Woods, 41, who is listed as living at a Rt. 13, Cortlandville, home, assaulted a child on several occasions over the summer of 2019 at a residence in Cortlandville, according to the department. The Cortland Police Department arrested Woods Thursday for on two of the same charges as the Sheriff’s Office after detectives determined he had raped a child under 13 more than 50 times between October 2017 and June 2019 at a Pendleton Street location.
The Sheriff’s Office received a report Woods had committed a sex crime on June 4, stated Sgt. Inv. Mark Starner in a news release. Investigators arrested Woods at 11:30 a.m. today at the Cortland County Correctional Facility where Woods was remanded after his Thursday arrest.
The Sheriff’s Office charged Woods with predatory sexual assault against a child, a felony of the second highest level in the state, as well as felony first-degree criminal sex act and endangering the welfare of a child, a misdemeanor.
The predatory sexual assault against a child charge is levied against individuals accused of committing vaginal, anal or oral rape of a child under the age of 13, according to the state penal law.
While the current Sheriff’s Office investigation involves only one child at the Cortlandville home, the investigation continues, said Lt. Todd Caufield.
“That is our current investigation,” Caufield said. “It doesn’t mean it’s closed.”
Caufield declined to comment on if the sex assault investigation was related in any way to Woods’ 2015 arrest on drug charges for possessing 67 pounds of marijuana. Woods was also arrested at that time for possessing a stolen 9mm pistol with a high capacity magazine, according to The Cortland Voice archives.
This afternoon The Cortland Voice obtained a recording of a man confessing to sexually assaulting boys and independently confirmed the man was Anthony C. Woods. In the recording, Woods denies he harmed the boys during his sexual attacks as he did not physically force them or hold them down.
“There’s nothing to be said. There’s no excuse,” Woods states in the recording. “What do you want me to say? I can’t help it. I was born different, alright?
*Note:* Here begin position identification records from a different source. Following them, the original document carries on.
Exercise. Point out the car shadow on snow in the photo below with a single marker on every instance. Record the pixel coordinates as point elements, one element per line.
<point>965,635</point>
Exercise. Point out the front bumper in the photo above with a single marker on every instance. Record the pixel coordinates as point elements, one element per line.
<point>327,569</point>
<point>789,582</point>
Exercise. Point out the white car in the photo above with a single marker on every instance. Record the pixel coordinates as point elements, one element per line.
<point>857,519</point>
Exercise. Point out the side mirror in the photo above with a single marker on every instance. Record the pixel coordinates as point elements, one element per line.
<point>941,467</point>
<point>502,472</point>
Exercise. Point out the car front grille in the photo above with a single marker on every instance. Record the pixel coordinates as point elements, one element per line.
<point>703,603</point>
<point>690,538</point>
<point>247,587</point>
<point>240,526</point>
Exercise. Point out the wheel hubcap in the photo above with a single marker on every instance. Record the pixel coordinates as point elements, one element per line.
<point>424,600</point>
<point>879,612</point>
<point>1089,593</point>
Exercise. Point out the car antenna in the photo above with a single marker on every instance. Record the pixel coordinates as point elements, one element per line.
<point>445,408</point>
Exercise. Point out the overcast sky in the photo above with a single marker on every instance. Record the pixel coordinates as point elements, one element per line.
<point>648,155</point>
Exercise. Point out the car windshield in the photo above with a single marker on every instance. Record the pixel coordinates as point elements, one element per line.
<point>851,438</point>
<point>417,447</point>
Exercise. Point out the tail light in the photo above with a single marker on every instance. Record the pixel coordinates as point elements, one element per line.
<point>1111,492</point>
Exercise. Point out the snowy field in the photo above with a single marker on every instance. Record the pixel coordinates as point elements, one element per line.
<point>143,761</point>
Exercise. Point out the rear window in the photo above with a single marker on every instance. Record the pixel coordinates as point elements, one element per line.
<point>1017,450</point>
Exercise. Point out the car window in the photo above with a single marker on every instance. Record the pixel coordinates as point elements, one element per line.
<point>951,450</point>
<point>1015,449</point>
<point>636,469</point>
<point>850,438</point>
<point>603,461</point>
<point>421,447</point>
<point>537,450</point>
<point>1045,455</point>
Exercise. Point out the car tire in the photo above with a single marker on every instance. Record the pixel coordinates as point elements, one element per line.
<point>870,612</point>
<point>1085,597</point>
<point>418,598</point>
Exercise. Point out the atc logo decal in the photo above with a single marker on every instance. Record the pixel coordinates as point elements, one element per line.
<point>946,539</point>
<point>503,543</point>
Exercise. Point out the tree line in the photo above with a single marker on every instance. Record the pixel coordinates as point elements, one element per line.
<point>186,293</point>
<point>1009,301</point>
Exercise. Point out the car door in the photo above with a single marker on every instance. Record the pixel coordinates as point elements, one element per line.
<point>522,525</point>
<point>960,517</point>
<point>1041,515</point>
My natural desires is different than anybody else’s” (sic).
Woods goes on to say, “Yo listen, I’m going to have my day in court with that.”
The excuses that sexual assaults are not harmful to children, are beyond the control of the offending adult and that the adult is entitled to fulfill his sexual desires are used regularly by assailants, explained Dr. Ron A. Rufo, a veteran Chicago Police Department officer, in his 2012 book Sexual Predators Amongst Us.
Rufo also explains physical force is unnecessary to commit rapes and sexual assaults of children.
“Physical force is not often necessary,” Rufo writes, “since the perpetrator is apt to be someone with whom the child has a trusting relationship and is most likely in a position of authority over the child.”
Sexual predators are present in all societies, are overwhelmingly male, often come from dysfunctional families, may cope with their feelings of inadequacy through domination of children and are frequently extremely adept at hiding their crimes, Rufo states.
But children may exhibit some signs that they are suffering from sexual abuse, he writes, including genital injuries, bloody bedding or underwear, advanced sexual knowledge, seductive or provocative behavior, bedwetting, poor friendships with peers, changes in school grades, fear of a particular person or place or thing, drug or alcohol use and suicidality.